Ekspor kakao menunjukkan pergeseran dari dominasi biji kakao pada 2009 menjadi
kakao olahan mulai 2011. Pada 2009,
ekspor biji kakao mencapai 80% atau 439 ribu ton. Angka ini menurun menjadi 70%
atau 210 ribu ton pada 2011. (Berdasarkan data media terkait, data diolah F.
Hero K Purba).
Untuk
penetapan harga patokan ekspor biji kakao yang juga menurun sebesar US$ 35 atau
1,3 persen dibanding US$ 2.669 per metrik ton pada periode bulan sebelumnya
menjadi US$ 2.634 per metrik ton. BK biji kakao tidak berubah dibandingkan
periode bulan sebelumnya, yaitu sebesar 10 persen. Hal tersebut tercantum pada
kolom ketiga lampiran II PMK 75 Tahun 2012.Produksi kakao berkelanjutan berdampak signifikan pada
perekonomian negara-negara berkembang dan memberikan mata pencaharian bagi 40
sampai 50 juta orang di seluruh dunia. Tidak seperti industri agribisnis yang
lebih besar, sebagian besar masih berasal dari kakao pada keluarga-menjalankan
peternakan kecil yang memiliki akses terbatas ke sumber daya dan pasar
terorganisir. Untuk mengatasi berbagai tantangan yang dihadapi produksi kakao
dunia, aktor publik dan sektor swasta semakin bermitra untuk mendedikasikan
dana dan keahlian untuk meningkatkan pertanian kakao yang berkelanjutan dan
kondisi komersial negara berkembang lokal. Dengan bantuan dari World Cocoa
Foundation (WCF), upaya ini akan diterjemahkan ke dalam kehidupan yang lebih
baik di tingkat petani, peningkatan sumber daya dan investasi di tingkat
nasional, dan lingkungan, lebih aman lebih aman bagi petani kecil yang memasok
sebagian besar produksi kakao bagi konsumen dunia..

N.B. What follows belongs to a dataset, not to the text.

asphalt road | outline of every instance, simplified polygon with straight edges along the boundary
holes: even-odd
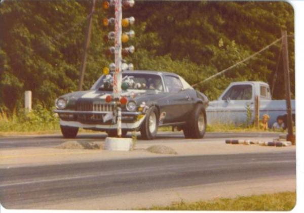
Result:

Industri dalam negeri dapat meningkatan jatah biji
kakao. Tahun 2011, industri pengolahan mendapat kuota sekitar 207.000 ton.

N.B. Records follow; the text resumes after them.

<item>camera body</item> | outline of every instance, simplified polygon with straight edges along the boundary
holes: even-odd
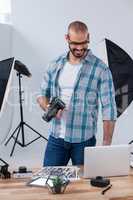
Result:
[[[54,97],[50,102],[50,106],[48,107],[47,112],[45,112],[42,116],[43,120],[49,122],[53,117],[56,116],[60,109],[63,110],[64,108],[65,103],[59,99],[59,97]]]
[[[110,180],[102,176],[97,176],[96,178],[92,178],[90,180],[90,184],[96,187],[106,187],[110,184]]]

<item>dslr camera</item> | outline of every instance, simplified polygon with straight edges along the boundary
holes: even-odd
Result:
[[[54,97],[50,102],[48,110],[42,116],[43,120],[49,122],[53,117],[56,116],[57,112],[60,109],[63,110],[64,108],[65,108],[65,103],[58,97]]]

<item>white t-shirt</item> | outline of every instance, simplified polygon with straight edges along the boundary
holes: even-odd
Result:
[[[61,127],[60,127],[61,138],[65,137],[67,108],[73,93],[78,72],[81,67],[82,63],[72,65],[69,62],[66,62],[59,76],[59,86],[61,88],[61,100],[66,104],[66,108],[61,117]]]

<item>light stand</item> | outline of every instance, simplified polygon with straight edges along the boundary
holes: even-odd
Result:
[[[43,138],[44,140],[48,141],[47,138],[45,138],[43,135],[41,135],[38,131],[36,131],[34,128],[32,128],[29,124],[27,124],[24,121],[23,106],[22,106],[22,102],[23,102],[22,93],[23,93],[23,91],[21,89],[22,74],[20,72],[18,72],[17,76],[18,76],[18,79],[19,79],[20,123],[18,124],[18,126],[15,128],[15,130],[13,131],[13,133],[11,134],[11,136],[9,137],[7,142],[5,143],[5,146],[6,146],[12,138],[14,139],[14,144],[13,144],[13,148],[11,150],[10,156],[13,155],[13,152],[14,152],[16,144],[20,145],[21,147],[27,147],[28,145],[30,145],[31,143],[35,142],[39,138]],[[38,137],[36,137],[34,140],[30,141],[27,144],[25,143],[24,126],[28,127],[29,129],[31,129],[33,132],[35,132],[38,135]],[[21,142],[18,140],[18,137],[19,137],[20,133],[21,133],[21,136],[22,136],[22,141]],[[16,134],[16,137],[15,137],[15,134]]]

Tahun depan, pasar domestik diberi jatah untuk menyerap 250.000 ton biji kakao
produksi nasional. Namun, alokasi jatah bahan baku itu tidak setara dengan
target produksi industri pengolahan sebesar 400.000 ton pada 2012. khasiat
coklat dari chocolate shop untuk kesehatan
adalah sebagai antioksidan, antioksidan dalam coklat untuk chocolate souvenir diperoleh dari
biji kakao yang mengandung antioksidan flavonoid yang berguna untuk menahan
radikal bebas. Kandungan kakao (biji cokelat) lebih dari 70% juga memiliki
manfaat untuk kesehatan, karena cokelat kaya akan kandungan antioksidan yaitu
fenol dan flavonoid. Dengan adanya antiosidan, akan mampu untuk menangkap
radikal bebas dalam tubuh. Produksi kakao mempunyai arti yang strategis
dan penting karena pasar ekspor biji kakao Indonesia masih sangat terbuka dan pasar
domestik masih belum tergarap. Dalam pengembangan potensi kakao ini hampir sekitar 80% dari produksi kakao nasional di
ekspor karena daya serap industri pengolahan dalam negeri relatif rendah. sebagai penghasil/pengekspor
kakao dunia, Indonesia juga melakukan impor kakao baik dalam bentuk cocoa
beans, whole or broken, raw or roasted maupun chocolate and other food
preparation containing cocoa. Proyeksi
lima tahun kedepan diperkirakan jumlah pabrik pengolahan kakao sebesar 16
(enam belas) unit usaha ditahun 2012 akan tumbuh menjadi 20 (dua puluh) unit
usaha ditahun 2015. Citra mutu kakao Indonesia
yang dikenal rendah serta rendahnya kapasitas industri pengolahan dapat
menghambat peningkatan daya saing kakao dan kakao olahan Indonesia.